Some properties have natural water sources available to horses, such as streams and ponds. “If the water is fresh and not too stagnant, streams can be a great source of water for horses. Some streams can be sandy, depending on the geographic region, and these may contribute to sand colic if they are the only water source, especially if coupled with grazing sandy pastures,” said Crandell.
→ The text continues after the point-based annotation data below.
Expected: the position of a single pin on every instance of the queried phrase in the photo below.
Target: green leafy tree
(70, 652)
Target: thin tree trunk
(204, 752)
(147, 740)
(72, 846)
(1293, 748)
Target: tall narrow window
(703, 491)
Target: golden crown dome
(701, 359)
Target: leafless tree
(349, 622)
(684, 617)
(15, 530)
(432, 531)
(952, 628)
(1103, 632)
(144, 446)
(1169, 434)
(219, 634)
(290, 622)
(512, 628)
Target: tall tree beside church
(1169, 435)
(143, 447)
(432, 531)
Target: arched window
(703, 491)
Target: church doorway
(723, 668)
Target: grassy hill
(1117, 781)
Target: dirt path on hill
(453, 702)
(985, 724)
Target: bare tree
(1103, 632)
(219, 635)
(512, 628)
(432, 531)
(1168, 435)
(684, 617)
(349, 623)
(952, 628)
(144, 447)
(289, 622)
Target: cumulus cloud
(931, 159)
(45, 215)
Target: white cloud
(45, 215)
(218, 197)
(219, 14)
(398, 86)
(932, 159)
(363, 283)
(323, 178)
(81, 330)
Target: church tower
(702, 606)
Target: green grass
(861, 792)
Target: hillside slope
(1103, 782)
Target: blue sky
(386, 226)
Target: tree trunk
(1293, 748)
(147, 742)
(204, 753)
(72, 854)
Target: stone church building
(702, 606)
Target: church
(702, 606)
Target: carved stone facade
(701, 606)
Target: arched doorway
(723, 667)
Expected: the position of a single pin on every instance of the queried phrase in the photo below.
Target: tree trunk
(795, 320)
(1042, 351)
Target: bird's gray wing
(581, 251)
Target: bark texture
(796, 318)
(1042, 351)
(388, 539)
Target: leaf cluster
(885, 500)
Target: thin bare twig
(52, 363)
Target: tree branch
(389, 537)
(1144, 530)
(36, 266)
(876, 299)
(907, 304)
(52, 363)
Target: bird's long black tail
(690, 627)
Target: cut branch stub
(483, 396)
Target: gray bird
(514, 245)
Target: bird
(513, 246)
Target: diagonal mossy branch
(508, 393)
“A pond will work if it isn't too stagnant or has an excessive buildup of algae. A pond might not be appropriate if it is marshy or shared with wildlife or livestock, as there is a chance it can be contaminated with Leptospira, bacteria that can cause disease,” advised Crandell. “There seems to be a direct relationship with the amount of total dissolved solids (TDS) in water and intake.  The higher the TDS, the lower the intake. Murky, muddy ponds are generally higher in TDS.”

Key points:

  • Horses will generally consume one gallon (3.8 liters) of water for every 100 lb (45 kg) of body weight. For most average-size horses, this comes to 10-15 gallons (38-57 liters) of water each day.
  • Keep water tanks as clean as possible. Weekly scrubbing will usually do the trick. Don’t overlook automatic waterers, as they too can become green and slimy with algae growth.
  • A couple drops of bleach or a few fish can help minimize algae growth and are especially useful for tanks that cannot be emptied and scrubbed easily, such as cement structures.
  • Streams and ponds can provide horses with suitable drinking water, but make sure the water looks appealing and isn’t too sandy or muddy.